Ce que tu vas savoir faire
- Reconstituer l’entrée en guerre par décisions, mobilisations, déclarations et alliances.
- Expliquer la mondialisation du conflit par fronts, empires, mers, ressources et nouveaux belligérants.
- Comparer Tannenberg et la Marne par objectifs, opérations, résultats et limites.
- Distinguer guerre de mouvement et guerre de position sans imposer un calendrier uniforme.
- Auditer les Dardanelles comme opération navale et amphibie interalliée.
- Établir un bilan de la Somme à plusieurs échelles plutôt que par le seul nombre de pertes.
- Comprendre comment 1917 recompose les alliances, les fronts et le potentiel de guerre.
- Relier Brest-Litovsk, offensive Michael, reprise alliée et armistice sans les confondre.
Vérifie tes prérequis
- Savoir situer les grandes puissances européennes, leurs empires et les systèmes d’alliances avant 1914.
- Distinguer cause de fond, crise, mobilisation, déclaration de guerre et but de guerre.
- Savoir qu’une bataille peut réussir tactiquement sans produire l’effet stratégique recherché.
Le chapitre en bref
La guerre devient mondiale par une suite de décisions, d’entrées en guerre et de mobilisations impériales, non par la propagation automatique d’une crise européenne. Les belligérants poursuivent des buts variables : sécurité, territoires, rang, contrôle des détroits, survie impériale ou défense d’alliés. En 1914, Tannenberg est une victoire opérationnelle allemande à l’Est, tandis que la Marne arrête l’avance allemande à l’Ouest ; aucune des deux ne termine la guerre. L’enlisement du front occidental résulte de capacités défensives, de réseaux logistiques et de tentatives de débordement, mais mouvement et position continuent à coexister selon les fronts. En 1915, l’opération des Dardanelles échoue à forcer les détroits puis à emporter Gallipoli. En 1916, la Somme montre qu’une bataille industrielle peut infliger des pertes immenses et apprendre de nouvelles combinaisons sans obtenir la rupture recherchée. En 1917, guerre sous-marine, entrée des États-Unis et révolutions russes recomposent le rapport de force. La paix de Brest-Litovsk du 3 mars 1918 libère des forces allemandes ; l’offensive Michael du 21 mars progresse fortement, mais ses objectifs changeants et sa logistique ne produisent pas de décision. Les Alliés reprennent l’initiative, les Empires centraux s’effondrent et l’armistice du 11 novembre suspend les combats à l’Ouest ; les traités de paix viennent ensuite.

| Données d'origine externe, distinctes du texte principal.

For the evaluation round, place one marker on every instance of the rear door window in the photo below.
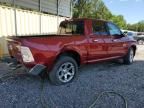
(72, 27)
(99, 28)
(113, 29)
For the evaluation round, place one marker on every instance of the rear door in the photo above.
(97, 48)
(116, 44)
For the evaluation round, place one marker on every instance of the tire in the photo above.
(140, 42)
(64, 71)
(128, 59)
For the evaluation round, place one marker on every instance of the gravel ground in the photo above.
(23, 91)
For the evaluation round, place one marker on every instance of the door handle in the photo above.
(95, 40)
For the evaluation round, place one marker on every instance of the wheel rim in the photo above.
(131, 56)
(66, 72)
(140, 42)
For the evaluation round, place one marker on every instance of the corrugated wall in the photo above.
(27, 23)
(61, 7)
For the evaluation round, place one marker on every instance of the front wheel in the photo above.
(63, 71)
(129, 58)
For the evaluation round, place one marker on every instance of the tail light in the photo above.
(26, 54)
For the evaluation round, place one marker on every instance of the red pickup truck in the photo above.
(79, 41)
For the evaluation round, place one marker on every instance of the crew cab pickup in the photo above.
(78, 41)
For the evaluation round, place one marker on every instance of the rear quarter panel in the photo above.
(46, 49)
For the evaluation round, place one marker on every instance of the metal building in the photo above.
(31, 17)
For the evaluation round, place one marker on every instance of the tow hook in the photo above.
(37, 69)
(12, 63)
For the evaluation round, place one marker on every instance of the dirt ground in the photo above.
(24, 91)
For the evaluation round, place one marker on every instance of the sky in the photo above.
(132, 10)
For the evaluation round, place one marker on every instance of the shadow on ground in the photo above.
(24, 91)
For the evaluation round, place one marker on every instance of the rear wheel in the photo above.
(63, 71)
(129, 58)
(140, 42)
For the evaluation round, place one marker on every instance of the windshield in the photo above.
(73, 27)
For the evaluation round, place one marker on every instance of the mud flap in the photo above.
(37, 69)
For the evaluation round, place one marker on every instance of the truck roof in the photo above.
(75, 19)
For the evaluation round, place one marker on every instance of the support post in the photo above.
(15, 17)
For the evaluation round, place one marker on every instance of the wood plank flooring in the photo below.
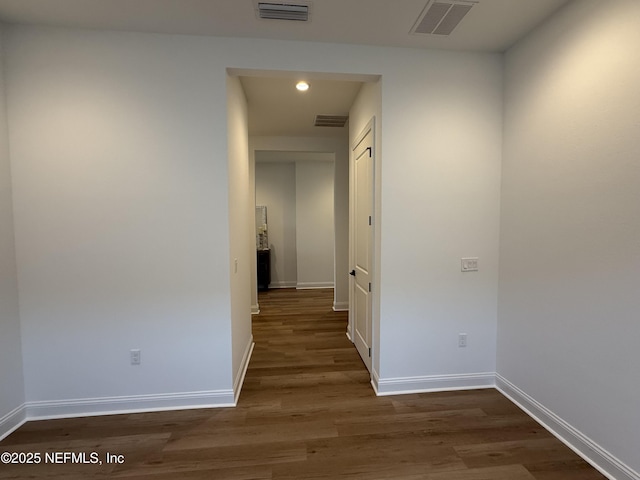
(307, 411)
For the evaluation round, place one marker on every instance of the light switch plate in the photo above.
(469, 264)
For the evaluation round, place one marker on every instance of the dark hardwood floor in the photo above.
(307, 411)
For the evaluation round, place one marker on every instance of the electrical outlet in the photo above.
(135, 357)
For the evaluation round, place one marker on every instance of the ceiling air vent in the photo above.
(441, 17)
(331, 120)
(283, 11)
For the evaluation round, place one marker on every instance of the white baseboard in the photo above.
(310, 285)
(12, 421)
(242, 372)
(87, 407)
(431, 383)
(590, 451)
(283, 285)
(340, 306)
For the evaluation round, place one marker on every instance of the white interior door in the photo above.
(362, 255)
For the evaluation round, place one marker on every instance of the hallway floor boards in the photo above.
(308, 411)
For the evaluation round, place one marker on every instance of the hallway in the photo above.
(308, 411)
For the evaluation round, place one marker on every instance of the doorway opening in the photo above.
(293, 158)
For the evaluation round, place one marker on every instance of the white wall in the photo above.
(439, 201)
(241, 230)
(121, 190)
(570, 249)
(339, 148)
(121, 218)
(276, 189)
(299, 200)
(314, 224)
(11, 378)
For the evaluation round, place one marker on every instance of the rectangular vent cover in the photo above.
(331, 120)
(441, 17)
(283, 11)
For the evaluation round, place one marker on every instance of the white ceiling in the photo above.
(275, 107)
(492, 25)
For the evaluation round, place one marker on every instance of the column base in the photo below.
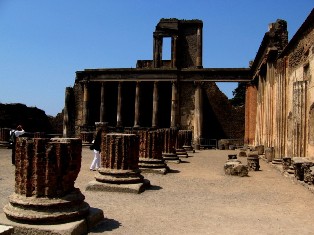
(181, 153)
(149, 165)
(80, 227)
(171, 157)
(123, 188)
(44, 210)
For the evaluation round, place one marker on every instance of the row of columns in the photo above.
(174, 102)
(198, 108)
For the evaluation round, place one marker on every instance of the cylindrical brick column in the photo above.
(45, 174)
(137, 105)
(155, 106)
(187, 145)
(180, 151)
(85, 104)
(119, 169)
(4, 134)
(102, 110)
(119, 105)
(173, 120)
(66, 114)
(169, 144)
(150, 152)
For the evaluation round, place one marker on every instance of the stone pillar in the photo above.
(150, 152)
(174, 40)
(198, 115)
(180, 151)
(119, 165)
(169, 145)
(155, 106)
(85, 104)
(137, 106)
(119, 105)
(4, 135)
(45, 174)
(199, 56)
(187, 136)
(102, 112)
(66, 117)
(173, 121)
(157, 51)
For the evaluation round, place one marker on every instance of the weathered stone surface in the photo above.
(253, 161)
(119, 169)
(242, 153)
(286, 163)
(297, 163)
(235, 167)
(46, 170)
(269, 154)
(260, 149)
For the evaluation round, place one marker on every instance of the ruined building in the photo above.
(280, 98)
(159, 93)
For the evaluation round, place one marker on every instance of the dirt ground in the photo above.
(195, 198)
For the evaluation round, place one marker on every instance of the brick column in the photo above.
(198, 115)
(85, 104)
(169, 144)
(119, 105)
(199, 62)
(119, 165)
(102, 113)
(45, 174)
(173, 121)
(137, 105)
(155, 106)
(66, 117)
(150, 152)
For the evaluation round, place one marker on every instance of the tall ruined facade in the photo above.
(159, 93)
(280, 98)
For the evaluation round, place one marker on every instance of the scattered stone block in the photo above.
(269, 154)
(260, 149)
(235, 167)
(242, 153)
(232, 156)
(286, 163)
(297, 163)
(253, 161)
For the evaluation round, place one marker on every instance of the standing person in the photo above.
(96, 147)
(13, 134)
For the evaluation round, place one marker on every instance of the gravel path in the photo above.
(195, 198)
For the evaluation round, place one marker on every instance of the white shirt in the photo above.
(18, 133)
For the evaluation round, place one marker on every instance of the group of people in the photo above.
(96, 146)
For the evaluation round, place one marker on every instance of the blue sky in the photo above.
(44, 42)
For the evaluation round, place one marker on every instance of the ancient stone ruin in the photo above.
(119, 169)
(46, 170)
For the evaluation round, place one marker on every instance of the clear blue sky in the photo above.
(44, 42)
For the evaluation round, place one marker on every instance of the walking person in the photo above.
(96, 147)
(13, 135)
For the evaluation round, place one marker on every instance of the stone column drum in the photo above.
(119, 169)
(187, 145)
(180, 151)
(44, 182)
(150, 152)
(169, 143)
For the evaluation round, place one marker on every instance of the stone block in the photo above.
(235, 167)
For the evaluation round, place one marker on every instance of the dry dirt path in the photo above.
(196, 198)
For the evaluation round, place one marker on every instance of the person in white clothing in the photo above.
(96, 147)
(14, 134)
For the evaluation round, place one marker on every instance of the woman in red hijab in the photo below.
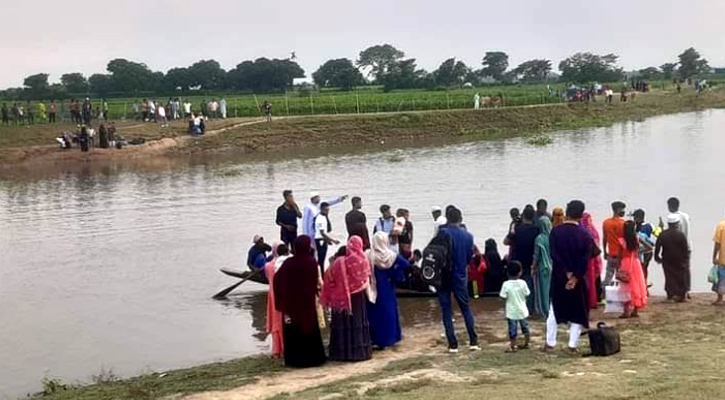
(295, 292)
(595, 264)
(344, 293)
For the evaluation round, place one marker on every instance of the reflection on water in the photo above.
(112, 265)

1. Comment la crise de juillet 1914 devient-elle une guerre européenne ?
L’assassinat de l’archiduc François-Ferdinand à Sarajevo le 28 juin 1914 ouvre une crise ; il ne déclenche pas mécaniquement toute la guerre. L’Autriche-Hongrie choisit un ultimatum à la Serbie avec l’appui allemand. Réponses, rupture diplomatique, déclaration de guerre, mobilisations russe et austro-hongroise, ultimatums allemands, déclarations à la Russie et à la France, invasion de la Belgique puis entrée britannique forment une séquence de décisions sous contraintes de temps, d’information et de plans militaires.
Les alliances rendent chaque choix plus lourd sans agir comme un interrupteur automatique. Les gouvernements évaluent crédibilité, risque d’isolement, calendrier de mobilisation, menace sur plusieurs fronts et opinion. Les buts divergent et évoluent : préserver l’Autriche-Hongrie, soutenir la Serbie, garantir la Belgique, sécuriser des frontières, modifier des territoires, maintenir un rang ou désorganiser l’adversaire. Pour expliquer l’escalade, attribue à chaque acteur décision, option refusée, contrainte et objectif.
À observerCompare les alliances et les pays encore neutres : pourquoi cette carte aide-t-elle à comprendre l’escalade sans prouver qu’une guerre mondiale était inévitable ?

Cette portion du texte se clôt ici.